Hack Your Notification Badges To Encourage Good Habits

Hack Your Notification Badges To Encourage Good Habits

iOS/Android: Choosing how to use spare moments on your phone can feel like dieting. You might find yourself choosing Twitter or Facebook every time, mad at yourself for never cracking open Kindle or Instapaper. Fighting this habit takes a whole arsenal, so here’s one more weapon: Turn off all your “bad” notification badges and turn on some good ones.

First, disable the notification badges for any apps that feel like “bad habits”. For the vast majority of us — even bloggers — those updates can wait until the next time that we open the app of our own accord.
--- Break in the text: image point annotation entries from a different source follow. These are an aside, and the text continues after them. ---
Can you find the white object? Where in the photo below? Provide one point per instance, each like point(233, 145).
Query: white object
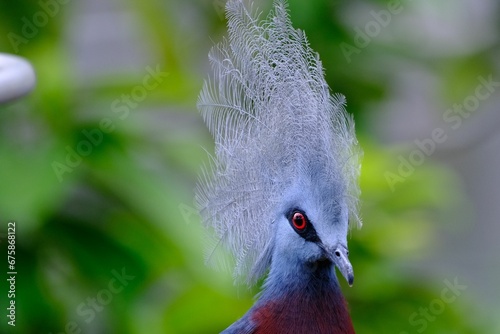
point(17, 77)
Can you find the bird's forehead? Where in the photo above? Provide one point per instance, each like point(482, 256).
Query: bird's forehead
point(322, 201)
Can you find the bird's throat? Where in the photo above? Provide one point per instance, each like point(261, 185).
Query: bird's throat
point(315, 306)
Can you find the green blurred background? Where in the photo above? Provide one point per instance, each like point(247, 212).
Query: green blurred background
point(99, 162)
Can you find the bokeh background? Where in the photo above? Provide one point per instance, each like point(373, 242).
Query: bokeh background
point(99, 162)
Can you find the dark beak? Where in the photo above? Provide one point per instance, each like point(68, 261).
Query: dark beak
point(340, 259)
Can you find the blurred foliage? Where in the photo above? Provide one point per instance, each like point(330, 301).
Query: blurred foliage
point(126, 206)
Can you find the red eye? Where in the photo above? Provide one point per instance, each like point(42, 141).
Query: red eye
point(299, 221)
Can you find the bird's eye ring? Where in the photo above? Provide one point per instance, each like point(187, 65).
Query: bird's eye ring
point(299, 221)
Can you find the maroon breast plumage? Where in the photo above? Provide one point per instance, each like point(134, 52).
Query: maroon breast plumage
point(320, 313)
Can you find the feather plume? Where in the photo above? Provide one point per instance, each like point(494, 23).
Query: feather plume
point(271, 114)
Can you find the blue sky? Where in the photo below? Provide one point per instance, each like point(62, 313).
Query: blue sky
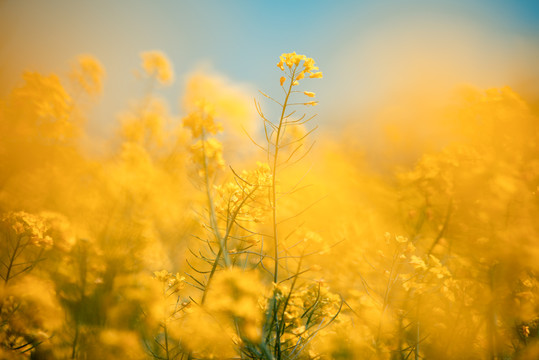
point(368, 50)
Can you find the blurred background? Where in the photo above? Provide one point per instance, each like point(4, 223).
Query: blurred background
point(413, 52)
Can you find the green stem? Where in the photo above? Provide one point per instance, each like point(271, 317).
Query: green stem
point(274, 214)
Twitter knows that you don’t need a bright red sticker counting every fave and retweet, but they know it will make you open the app more, so they enable it by default. Turn it off, watch the badge disappear, and feel that you have achieved true peace.
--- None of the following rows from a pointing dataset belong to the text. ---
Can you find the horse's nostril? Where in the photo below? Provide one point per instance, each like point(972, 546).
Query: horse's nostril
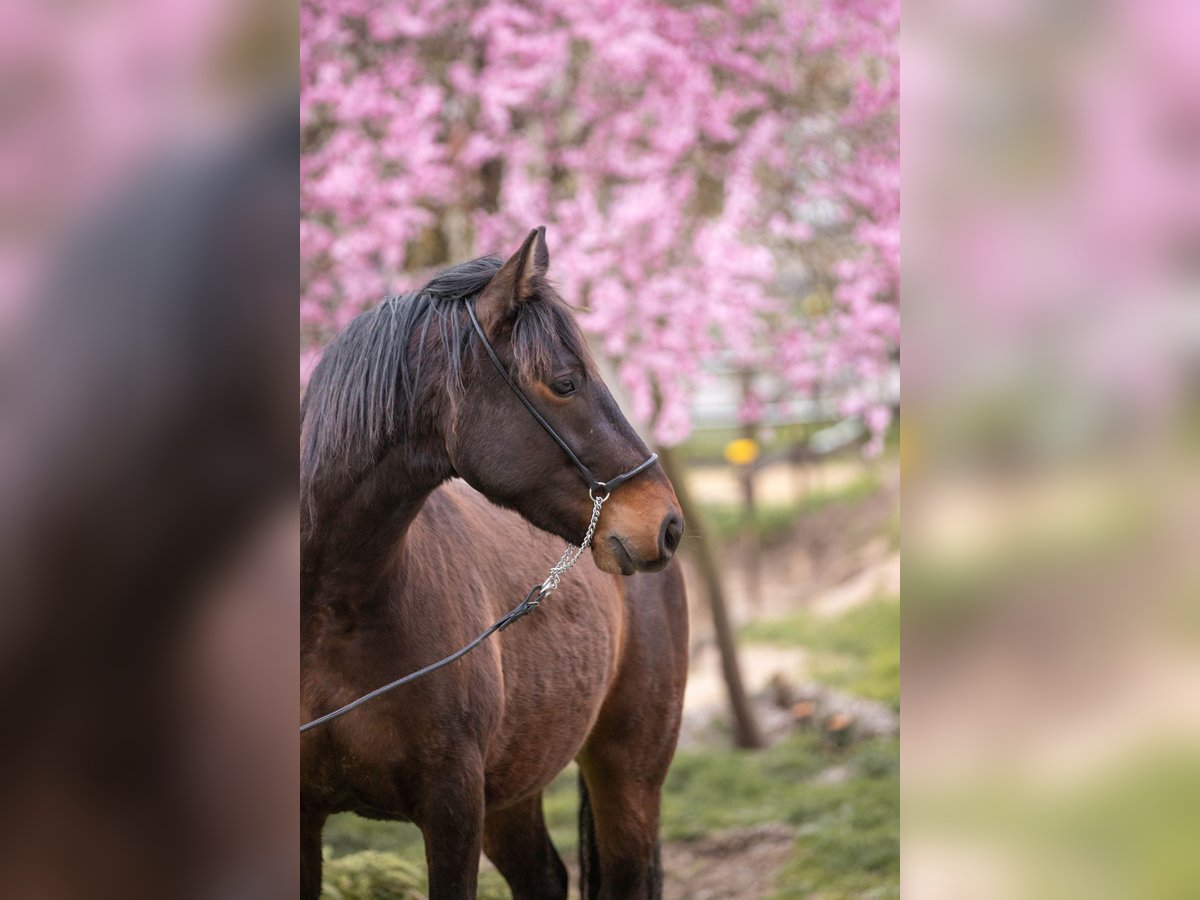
point(672, 531)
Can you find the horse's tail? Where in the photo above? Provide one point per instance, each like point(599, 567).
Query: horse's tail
point(589, 853)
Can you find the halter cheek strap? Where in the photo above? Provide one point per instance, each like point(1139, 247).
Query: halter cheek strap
point(594, 484)
point(599, 492)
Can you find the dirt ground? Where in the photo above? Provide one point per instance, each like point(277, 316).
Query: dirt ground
point(738, 863)
point(834, 561)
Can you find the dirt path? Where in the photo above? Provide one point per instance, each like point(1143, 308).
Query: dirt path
point(741, 863)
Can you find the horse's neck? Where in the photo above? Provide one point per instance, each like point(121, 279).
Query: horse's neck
point(349, 556)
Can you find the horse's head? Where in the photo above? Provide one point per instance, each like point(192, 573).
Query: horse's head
point(501, 449)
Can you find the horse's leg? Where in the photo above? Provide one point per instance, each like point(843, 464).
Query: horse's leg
point(628, 753)
point(516, 840)
point(624, 827)
point(311, 827)
point(453, 825)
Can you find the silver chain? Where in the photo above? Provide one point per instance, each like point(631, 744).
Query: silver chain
point(573, 553)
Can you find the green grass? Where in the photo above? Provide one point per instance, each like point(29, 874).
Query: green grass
point(775, 520)
point(847, 832)
point(858, 652)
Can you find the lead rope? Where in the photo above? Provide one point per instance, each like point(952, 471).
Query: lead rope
point(532, 601)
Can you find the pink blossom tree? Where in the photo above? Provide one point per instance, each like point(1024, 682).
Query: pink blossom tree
point(719, 180)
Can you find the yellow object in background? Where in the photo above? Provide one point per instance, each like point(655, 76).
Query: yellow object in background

Look at every notification badge on your phone, and ask yourself what would happen if you didn’t check it. If the answer is “probably nothing”, then disable that badge. You might find this even applies to email or chat apps.
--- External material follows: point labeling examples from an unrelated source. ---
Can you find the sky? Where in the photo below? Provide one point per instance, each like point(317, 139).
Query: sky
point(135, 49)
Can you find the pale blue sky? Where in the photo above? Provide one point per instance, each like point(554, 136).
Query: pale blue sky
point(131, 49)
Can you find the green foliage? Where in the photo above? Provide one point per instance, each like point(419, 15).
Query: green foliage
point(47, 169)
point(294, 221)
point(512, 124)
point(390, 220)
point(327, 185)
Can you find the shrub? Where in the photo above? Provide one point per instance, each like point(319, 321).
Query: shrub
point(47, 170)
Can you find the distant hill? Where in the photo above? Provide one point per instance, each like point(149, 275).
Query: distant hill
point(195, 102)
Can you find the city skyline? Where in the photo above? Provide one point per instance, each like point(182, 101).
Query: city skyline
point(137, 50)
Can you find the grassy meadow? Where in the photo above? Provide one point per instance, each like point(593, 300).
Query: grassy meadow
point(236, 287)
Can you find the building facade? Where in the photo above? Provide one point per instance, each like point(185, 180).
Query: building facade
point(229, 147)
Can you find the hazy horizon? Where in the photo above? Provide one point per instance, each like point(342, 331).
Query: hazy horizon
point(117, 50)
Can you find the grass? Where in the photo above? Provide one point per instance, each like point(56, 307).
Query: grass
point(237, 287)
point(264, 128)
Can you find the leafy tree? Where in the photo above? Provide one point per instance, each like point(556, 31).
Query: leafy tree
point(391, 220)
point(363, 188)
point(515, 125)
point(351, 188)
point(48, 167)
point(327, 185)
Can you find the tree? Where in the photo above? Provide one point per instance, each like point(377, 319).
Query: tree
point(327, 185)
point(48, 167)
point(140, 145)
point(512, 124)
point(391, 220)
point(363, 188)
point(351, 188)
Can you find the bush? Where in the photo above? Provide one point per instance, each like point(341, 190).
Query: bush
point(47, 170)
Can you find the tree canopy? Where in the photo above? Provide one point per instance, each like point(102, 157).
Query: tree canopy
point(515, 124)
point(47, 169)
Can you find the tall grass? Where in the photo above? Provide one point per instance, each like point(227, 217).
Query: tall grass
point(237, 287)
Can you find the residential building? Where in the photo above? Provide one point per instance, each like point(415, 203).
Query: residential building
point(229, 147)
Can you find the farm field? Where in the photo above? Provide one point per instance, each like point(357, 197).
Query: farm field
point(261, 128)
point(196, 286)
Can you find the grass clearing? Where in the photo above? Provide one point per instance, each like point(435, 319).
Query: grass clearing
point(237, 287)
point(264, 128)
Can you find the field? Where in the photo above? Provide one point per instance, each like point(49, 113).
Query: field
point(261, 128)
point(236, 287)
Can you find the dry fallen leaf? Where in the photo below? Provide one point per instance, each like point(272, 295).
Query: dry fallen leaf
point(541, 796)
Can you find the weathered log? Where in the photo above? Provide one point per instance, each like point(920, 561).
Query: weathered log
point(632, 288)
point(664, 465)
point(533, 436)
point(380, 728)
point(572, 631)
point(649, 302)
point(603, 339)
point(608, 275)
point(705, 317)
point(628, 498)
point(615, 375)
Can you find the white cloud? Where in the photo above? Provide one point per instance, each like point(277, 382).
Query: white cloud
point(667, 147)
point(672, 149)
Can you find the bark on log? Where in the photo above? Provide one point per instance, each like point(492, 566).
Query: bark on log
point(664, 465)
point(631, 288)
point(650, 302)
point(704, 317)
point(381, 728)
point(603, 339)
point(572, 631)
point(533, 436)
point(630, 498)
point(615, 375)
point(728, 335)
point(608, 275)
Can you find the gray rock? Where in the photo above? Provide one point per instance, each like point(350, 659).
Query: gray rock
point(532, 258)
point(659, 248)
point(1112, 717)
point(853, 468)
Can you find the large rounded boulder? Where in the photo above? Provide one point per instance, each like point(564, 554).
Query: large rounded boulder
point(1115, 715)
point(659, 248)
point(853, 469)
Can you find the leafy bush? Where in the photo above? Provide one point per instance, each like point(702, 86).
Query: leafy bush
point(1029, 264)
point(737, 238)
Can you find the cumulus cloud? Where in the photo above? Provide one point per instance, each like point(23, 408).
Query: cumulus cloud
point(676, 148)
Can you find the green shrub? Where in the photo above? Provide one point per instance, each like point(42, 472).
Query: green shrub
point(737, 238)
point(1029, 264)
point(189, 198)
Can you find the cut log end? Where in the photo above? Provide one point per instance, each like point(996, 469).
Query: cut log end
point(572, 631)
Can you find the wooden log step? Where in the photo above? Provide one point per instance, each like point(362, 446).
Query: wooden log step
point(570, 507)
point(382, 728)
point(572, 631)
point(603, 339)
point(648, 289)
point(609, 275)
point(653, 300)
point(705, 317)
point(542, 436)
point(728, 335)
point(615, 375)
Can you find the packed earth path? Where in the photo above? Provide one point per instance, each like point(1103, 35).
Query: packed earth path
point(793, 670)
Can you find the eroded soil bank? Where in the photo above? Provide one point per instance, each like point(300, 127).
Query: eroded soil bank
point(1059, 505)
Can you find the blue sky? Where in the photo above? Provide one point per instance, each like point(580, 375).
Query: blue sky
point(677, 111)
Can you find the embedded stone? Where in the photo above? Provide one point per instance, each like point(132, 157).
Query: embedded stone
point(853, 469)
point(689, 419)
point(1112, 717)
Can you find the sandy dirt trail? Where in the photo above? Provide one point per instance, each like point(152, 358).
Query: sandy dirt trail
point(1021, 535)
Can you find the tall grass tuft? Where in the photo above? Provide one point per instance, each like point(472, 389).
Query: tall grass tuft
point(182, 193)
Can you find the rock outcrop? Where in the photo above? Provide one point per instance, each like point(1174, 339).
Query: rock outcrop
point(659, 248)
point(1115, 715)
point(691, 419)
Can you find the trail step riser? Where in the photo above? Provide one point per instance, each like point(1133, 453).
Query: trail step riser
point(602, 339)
Next, turn on badges for your “good” apps. Most workout and habit apps enable these by default. But if your goals include working down your Instapaper queue or listening to more podcasts, you can turn badges on for those too. Because these apps generally don’t rely on your constant check-ins, they leave badges off by default. The Kindle and iBooks apps don’t even have a badge option. But Instapaper does, and so does the iOS podcast app Overcast.

These badges might look weird. I have a 57-article backlog on Instapaper, so that badge sometimes stresses me out. But that stress does exactly what it’s supposed to! Now I tap Instapaper more often, and Twitter less. That badge is one of the factors.

This trick won’t do much alone. You should also curate your other notifications, so each fave doesn’t wake your phone from sleep; you should move distracting apps off your front screen, or hide them in folders. You should block distracting apps during certain times, with an app such as Freedom or Offtime. No one trick can solve phone distraction, but try each one to find the combination that works best for you.